Does the Claimant raise some reviewable error upon which the appeal might succeed?

[13] In her application for leave to appeal, the Claimant states the General Division made an important factual error in the decision. She says that the General Division’s finding that she always intended to chose extended benefits when she applied is an incomplete statement and is misleading.

[14] The Claimant says that she applied for 14 months of benefits instead of the 18 that is allowed under the extended option. She made this decision because her employer was going to top up her benefits to 93% of her income regardless of whether she chose standard or extended benefits.

[15] The Claimant argues that she would have chosen standard benefits if she had known about the employer’s policy change sooner. She says that her intention was always to have her benefits topped up to 93% for her first 12 months of leave.

[16] The Claimant argues that her intention to be topped up to 93% for the first 12 months is proven by the number of weeks of benefits she chose and by the fact that she contacted the Commission as soon as she found out about the policy change.
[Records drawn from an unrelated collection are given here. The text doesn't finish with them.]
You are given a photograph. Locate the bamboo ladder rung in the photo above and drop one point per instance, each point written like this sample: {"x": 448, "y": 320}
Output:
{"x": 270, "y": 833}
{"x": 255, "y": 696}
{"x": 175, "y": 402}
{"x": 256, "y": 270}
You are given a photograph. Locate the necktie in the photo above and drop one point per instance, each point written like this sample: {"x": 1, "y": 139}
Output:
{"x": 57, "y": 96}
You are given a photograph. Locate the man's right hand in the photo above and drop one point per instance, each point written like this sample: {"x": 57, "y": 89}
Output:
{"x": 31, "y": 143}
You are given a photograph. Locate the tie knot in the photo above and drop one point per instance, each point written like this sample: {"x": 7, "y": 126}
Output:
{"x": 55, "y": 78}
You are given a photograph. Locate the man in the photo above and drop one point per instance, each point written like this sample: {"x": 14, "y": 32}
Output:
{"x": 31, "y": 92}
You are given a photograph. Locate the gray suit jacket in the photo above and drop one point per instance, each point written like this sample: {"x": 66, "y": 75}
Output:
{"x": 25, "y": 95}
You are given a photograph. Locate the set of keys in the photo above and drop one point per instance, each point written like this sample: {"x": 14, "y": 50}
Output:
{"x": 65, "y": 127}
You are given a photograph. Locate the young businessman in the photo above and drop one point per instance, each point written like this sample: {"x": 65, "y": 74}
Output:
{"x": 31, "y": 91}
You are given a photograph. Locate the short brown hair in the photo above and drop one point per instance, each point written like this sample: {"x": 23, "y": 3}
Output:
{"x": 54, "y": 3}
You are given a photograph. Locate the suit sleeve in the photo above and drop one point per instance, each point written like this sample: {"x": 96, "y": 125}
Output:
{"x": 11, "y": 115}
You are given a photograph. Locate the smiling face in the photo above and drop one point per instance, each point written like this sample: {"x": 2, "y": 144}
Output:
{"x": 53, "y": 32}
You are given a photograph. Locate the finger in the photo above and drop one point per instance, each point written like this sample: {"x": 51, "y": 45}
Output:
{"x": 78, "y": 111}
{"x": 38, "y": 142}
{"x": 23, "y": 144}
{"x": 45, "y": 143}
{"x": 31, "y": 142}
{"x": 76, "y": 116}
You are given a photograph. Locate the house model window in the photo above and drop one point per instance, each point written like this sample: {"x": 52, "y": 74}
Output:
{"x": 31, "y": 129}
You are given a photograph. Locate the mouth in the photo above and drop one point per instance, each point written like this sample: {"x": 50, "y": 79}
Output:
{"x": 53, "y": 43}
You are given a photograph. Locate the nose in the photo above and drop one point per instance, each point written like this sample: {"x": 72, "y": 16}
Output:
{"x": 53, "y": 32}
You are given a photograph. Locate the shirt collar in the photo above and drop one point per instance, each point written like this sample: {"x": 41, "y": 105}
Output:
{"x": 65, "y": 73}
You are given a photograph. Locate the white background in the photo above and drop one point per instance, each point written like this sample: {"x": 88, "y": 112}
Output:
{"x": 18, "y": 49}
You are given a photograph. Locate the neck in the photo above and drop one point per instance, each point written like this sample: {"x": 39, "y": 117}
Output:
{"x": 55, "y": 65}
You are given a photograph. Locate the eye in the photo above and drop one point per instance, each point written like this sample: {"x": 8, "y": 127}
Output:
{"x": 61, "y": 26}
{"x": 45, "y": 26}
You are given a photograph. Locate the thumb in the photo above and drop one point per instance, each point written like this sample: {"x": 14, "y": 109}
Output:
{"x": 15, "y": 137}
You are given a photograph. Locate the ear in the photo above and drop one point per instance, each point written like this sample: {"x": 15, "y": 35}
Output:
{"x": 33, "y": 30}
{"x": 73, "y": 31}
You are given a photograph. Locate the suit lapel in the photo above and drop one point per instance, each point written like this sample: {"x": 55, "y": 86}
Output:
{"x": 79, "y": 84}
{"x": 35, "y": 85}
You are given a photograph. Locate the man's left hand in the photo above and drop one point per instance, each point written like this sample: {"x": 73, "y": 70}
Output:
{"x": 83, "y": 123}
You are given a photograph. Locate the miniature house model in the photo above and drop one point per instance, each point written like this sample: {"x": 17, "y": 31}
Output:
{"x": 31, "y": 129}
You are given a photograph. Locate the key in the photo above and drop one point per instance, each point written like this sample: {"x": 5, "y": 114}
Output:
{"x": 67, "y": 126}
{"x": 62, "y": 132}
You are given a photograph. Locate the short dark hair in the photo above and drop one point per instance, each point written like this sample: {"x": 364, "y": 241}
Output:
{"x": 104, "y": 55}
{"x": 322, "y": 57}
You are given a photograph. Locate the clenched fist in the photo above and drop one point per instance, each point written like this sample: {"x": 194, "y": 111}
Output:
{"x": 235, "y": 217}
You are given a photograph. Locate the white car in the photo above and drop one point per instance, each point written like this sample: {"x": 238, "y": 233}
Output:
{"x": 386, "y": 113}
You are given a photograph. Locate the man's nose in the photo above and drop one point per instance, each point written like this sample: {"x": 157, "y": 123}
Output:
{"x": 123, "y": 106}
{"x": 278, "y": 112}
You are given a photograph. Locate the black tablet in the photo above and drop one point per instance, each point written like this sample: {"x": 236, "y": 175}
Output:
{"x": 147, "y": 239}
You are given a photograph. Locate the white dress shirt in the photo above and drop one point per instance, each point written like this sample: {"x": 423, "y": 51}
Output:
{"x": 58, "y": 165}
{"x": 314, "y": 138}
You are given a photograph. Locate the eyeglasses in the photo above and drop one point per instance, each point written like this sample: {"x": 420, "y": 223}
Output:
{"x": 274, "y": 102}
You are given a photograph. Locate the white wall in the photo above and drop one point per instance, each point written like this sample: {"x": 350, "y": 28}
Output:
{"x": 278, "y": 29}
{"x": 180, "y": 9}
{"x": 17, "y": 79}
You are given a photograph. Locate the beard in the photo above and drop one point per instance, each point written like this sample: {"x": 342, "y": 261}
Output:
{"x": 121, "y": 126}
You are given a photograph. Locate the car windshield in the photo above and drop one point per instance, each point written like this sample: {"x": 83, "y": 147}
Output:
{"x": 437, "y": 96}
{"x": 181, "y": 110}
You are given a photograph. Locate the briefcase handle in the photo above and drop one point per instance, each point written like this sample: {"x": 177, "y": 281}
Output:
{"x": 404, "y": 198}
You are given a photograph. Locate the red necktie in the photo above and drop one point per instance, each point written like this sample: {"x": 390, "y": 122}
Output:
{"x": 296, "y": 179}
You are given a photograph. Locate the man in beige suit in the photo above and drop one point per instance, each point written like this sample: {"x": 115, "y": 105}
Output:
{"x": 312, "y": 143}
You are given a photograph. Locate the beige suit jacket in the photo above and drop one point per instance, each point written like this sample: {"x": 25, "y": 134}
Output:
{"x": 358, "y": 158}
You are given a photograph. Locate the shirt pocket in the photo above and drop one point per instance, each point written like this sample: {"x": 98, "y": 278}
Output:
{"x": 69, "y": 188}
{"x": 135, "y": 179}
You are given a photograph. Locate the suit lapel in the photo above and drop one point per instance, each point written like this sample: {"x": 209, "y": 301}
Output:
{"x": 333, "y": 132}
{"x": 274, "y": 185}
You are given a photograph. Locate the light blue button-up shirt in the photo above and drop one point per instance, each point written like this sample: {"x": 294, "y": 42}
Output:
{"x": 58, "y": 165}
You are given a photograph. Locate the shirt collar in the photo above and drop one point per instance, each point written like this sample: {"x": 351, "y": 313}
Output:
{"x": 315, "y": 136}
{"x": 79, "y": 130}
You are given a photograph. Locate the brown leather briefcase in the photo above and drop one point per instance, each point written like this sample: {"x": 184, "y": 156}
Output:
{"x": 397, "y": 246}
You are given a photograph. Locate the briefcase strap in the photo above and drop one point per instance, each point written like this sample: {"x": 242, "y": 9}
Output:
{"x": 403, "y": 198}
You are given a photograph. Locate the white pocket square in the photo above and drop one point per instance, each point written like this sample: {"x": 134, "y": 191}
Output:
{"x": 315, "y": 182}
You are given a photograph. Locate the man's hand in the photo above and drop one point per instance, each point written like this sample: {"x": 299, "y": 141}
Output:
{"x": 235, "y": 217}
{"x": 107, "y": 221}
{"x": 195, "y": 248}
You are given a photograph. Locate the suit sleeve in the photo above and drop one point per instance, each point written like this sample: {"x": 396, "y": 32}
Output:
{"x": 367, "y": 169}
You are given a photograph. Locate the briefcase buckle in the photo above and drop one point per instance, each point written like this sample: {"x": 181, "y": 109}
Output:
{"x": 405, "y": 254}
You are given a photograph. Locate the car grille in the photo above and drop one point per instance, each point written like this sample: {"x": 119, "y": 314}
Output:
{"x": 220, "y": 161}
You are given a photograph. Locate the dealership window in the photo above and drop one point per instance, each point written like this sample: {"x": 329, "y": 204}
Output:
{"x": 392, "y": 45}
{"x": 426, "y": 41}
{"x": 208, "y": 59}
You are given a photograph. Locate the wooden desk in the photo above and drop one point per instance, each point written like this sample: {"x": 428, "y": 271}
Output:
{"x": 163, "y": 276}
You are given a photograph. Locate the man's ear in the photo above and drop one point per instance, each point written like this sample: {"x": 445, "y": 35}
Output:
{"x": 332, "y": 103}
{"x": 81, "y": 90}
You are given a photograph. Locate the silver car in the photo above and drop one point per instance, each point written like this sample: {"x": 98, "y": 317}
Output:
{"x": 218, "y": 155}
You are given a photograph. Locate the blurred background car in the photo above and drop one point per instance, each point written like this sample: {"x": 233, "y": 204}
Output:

[17] She argues that her actions are consistent and that she would have been able to change her benefits in time if her employer had informed her about the policy change earlier. She claims that it is not her fault that she wasn’t informed until after she had been paid parental benefits.

[18] In its decision, the General Division notes that the Claimant planned to have her EI benefits topped up to 93% of her income for the first 12 months of her leave. She then planned to take 2 months off on leave without pay, receiving only EI benefits.Footnote 5

[19] The General Division also acknowledged that the Claimant was not told about her employer’s policy change until October 24, 2021.Footnote 6 It considered that she contacted the Commission as soon as she learned of the change.Footnote 7

[20] The General Division accepted that the Claimant would have changed the type of benefits she chose is he had known about the employer’s policy earlier.Footnote 8 However, it found that the Claimant’s testimony was clear that she intended to chose extended benefits when she applied.Footnote 9

[21] The fact that the Claimant intended to receive a top up to 93% for the first 12 months does not change the fact that she understood that she was choosing the extended option on the form at the time that she applied.

[22] I find that there is no arguable case that the General Division made any errors of fact with respect to the Claimant’s choice of extended parental benefits when she applied. The General Division took all relevant facts into consideration.

[23] It is unfortunate that the Claimant only learned of her employers change in policy after parental benefits were paid. Like the General Division member, I am sympathetic to the Claimant’s circumstances.

[24] I have also considered other grounds of appeal. After reviewing the record, I have not identified any errors of law or jurisdiction. There is no arguable case that the General Division failed to provide a fair process.

Conclusion

[25] Permission to appeal is refused. This means that the appeal will not proceed.